Dr Nicola Kirkby is a ‘Literature in the City’ tutor on King’s Undergraduate Summer School.
In SummerTimes she is sharing her observations as an academic who this year taught on a summer school for the first time.
It’s a habit among critical thinkers to look for comparisons and contrasts. Throughout the King’s Summer ‘Literature and the City’ module, I prompted my students to explore differences between urban and rural experience, between London and their home town, between Dublin in the 1900s and Paris in the 1920s. From a pedagogical perspective, I was also drawing my own comparisons. Having taught a similar module, ‘Writing London’ in the Department of English at King’s for several years now, I found leading this summer school course for the first time in 2018 a refreshing counterpoint.
How do summer school cohorts differ from their term-time counterparts?
While there is much overlap (these are high-achieving undergraduates and alumni from universities across the world), I found that our lectures, seminars, and site visits had their own distinct dynamic that has impacted my teaching practice all year round.
Curiosity
Because they are open to students from any academic discipline, one of the most significant unifying pre-requisites for King’s Summer Programmes participants is curiosity about the course itself. English Literature majors were working alongside scholars with backgrounds in psychology, policy, modern languages, health science, and physics. This was invaluable in a course that interrogated what it means for people from all walks of life to live intersecting, interconnected lives. Our discussions may have focused predominantly on London, but such diversity in approach and experience meant that we were always bringing this city into dialogue with other global capitals, other networks, and other ways of understanding and organising shared space.

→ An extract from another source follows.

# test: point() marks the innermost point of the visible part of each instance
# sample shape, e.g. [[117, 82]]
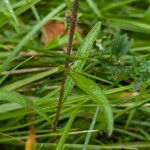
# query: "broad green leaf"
[[83, 51], [35, 28], [15, 97], [91, 88]]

Thanks to such curiosity, the Summer School provided an ideal environment for exploring experimental ideas. At first, I think that students coming from more didactic learning environments found opportunities to challenge established theoretical approaches a little disorientating. But this approach fits well, both with the primary aim of literary studies: to encourage independent critical thinking, and with summer school learners themselves, who, in their choice to up sticks and study overseas for three-to-six intense weeks are more than equal to taking initiative.
Commitment
There’s nothing quite like leaving your life behind to embark on a few weeks of focussed study in a new place. Attendance throughout the summer school was sky-high in a way that is unparalleled in full-year courses where students often juggle responsibilities to home and work throughout the teaching semester. What I had not anticipated, and what I was utterly delighted to find was the tireless motivation of this group in our daily seminars, lectures, and site visits to places have changed London’s literary landscape. ‘Literature and the City’ is a fast-paced and thought-provoking module, and this year’s cohort impressed me by exploring London, Paris, and even Dublin on their own alongside our Monday-Friday classes.
Togetherness
The final distinction is a simple yet important one. Working alongside one another in an intense, discussion-led course helps summer school students build collaborative closeness in a way that would take much longer in a regular undergraduate module. By the end of the programme my ‘Literature and the City’ cohort had expanded their network, forging lasting connections with peers from across the world.